Adventures in Babysitting

I babysat my grandboy last week so his parents could have their first-ever nights away from him since he was born.

I was ready for this event…I’ve been working out, doing yoga, walking, sleeping less, scaring the crap out of myself, testing my reflexes … I wasn’t even close to ready. Following is my three day diary:

Day one:

The kids left today for a much-needed three-day anniversary getaway. They look so young, so excited, so trusting and confident as they leave me in charge of their almost three-year-old.


I feel good, and like a high class au pair since they flew me to their home in South Carolina for the maiden voyage of the SS Operation Eli. I’m a little nervous because they’ve never left him overnight – like, ever – and I will be the one to find out tomorrow how that’s going to work out for him.

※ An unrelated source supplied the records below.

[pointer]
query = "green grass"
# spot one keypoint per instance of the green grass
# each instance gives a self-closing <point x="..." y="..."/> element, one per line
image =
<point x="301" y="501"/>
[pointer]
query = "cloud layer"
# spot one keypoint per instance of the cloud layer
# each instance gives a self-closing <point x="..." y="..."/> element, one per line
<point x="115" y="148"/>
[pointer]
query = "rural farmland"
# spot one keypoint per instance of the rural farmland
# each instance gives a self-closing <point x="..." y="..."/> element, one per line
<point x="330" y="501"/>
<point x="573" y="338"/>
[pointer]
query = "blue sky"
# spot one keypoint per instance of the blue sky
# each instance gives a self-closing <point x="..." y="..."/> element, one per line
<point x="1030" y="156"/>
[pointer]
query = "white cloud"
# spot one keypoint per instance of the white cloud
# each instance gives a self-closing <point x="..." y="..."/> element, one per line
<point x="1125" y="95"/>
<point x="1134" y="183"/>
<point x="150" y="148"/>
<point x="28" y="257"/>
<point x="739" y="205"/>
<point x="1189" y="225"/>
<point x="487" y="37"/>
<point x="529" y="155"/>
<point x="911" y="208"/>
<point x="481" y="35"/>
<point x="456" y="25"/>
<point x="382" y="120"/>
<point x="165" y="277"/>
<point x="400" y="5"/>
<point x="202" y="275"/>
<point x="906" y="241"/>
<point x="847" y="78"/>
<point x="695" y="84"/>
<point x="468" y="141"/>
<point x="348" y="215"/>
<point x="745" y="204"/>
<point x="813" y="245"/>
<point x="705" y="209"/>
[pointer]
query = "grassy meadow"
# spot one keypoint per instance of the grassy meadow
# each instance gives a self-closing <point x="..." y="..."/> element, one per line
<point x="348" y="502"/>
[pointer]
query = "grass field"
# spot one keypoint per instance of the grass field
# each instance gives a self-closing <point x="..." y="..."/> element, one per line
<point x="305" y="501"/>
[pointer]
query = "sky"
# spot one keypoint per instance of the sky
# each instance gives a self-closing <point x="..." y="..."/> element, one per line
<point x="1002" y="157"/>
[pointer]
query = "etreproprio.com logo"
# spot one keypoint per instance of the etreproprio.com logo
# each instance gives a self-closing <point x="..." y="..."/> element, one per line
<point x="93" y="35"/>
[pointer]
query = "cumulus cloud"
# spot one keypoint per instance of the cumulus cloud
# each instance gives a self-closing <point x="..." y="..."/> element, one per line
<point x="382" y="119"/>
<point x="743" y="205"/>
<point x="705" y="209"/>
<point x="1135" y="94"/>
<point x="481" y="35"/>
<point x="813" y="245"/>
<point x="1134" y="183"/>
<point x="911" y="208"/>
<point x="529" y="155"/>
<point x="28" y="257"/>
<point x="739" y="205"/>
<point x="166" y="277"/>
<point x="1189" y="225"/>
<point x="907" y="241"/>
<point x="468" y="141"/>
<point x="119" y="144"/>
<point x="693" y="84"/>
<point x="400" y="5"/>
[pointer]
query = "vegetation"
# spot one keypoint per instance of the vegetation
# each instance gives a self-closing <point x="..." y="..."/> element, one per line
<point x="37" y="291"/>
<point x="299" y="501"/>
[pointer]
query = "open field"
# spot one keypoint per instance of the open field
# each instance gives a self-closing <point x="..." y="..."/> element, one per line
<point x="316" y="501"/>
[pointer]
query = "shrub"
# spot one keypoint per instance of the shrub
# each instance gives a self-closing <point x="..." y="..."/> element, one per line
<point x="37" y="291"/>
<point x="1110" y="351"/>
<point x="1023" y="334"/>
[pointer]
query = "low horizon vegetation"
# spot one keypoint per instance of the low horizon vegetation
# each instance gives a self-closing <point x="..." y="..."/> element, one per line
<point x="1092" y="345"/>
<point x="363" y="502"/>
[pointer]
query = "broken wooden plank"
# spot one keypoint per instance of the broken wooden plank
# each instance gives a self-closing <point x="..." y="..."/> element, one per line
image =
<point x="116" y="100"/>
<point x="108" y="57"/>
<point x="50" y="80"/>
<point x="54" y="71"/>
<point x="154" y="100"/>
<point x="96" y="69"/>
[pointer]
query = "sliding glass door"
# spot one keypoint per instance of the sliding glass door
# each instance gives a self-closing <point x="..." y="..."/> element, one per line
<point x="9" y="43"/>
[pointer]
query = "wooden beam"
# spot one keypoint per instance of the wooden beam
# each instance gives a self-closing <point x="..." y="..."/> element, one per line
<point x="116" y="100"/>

Still, I’m confident as I remind myself I successfully survived raising two of my own (or more accurately they survived it), so how hard can it be?

With the naivete’ only an excited grandmother can feel, I waited for them to leave then sprang into action. I am officially Super Ya Ya.

I’ve got this.

Yeah, no I don’t. Not really.

First, he balanced on an exercise ball while standing up, followed by a soccer ball. He lacks the fear gene, and was working his way down to standing on an oiled-up marble. I’m beginning to  suspect he has DNA from the Walinda line, specifically the flying branch of the family. I found out he has a sense of humor because he laughs when I’m scared. Every time, and he laughed a lot.

By evening, he had graduated from balls to his car turned on it’s side, because … no fear gene.

The kid has no respect for gravity – he will climb on anything, and also jump on or off of it, depending on his mood and my proximity.

He is smarter than I am, except for when it comes to the child safety locks – thank God and so far.

Still, I sense I have met my cardio goal for 2018 and I’m only 8 hours into a 48-hour gig. Somehow, I don’t remember feeling this way 30 years ago.

Tonight, I sent many photos from the day’s adventures and a rosy picture of my unending stamina. Secretly, I am terrified that when he doesn’t see his Momma and Daddy in the morning, all this will change.

Day Two:

I wake up to a precious boy smiling at me next to my bed, which is the best thing in the world even if it is 5 a.m. on a Saturday morning. My understanding is that this is what it looks like when he “sleeps in”, so I am sleepily grateful and attach my coffee IV.

(Note to everyone who knows me: it was 4 a.m. in Texas, where we all know I don’t think that  anything before 7 a.m. actually exists).

Most of the day was a blur of true adventure – Cheerios, walks around the lake, him riding me like a horse when I was on my hands and knees searching for puzzle pieces and a game he made up called “I have the remote and you are old and slow.”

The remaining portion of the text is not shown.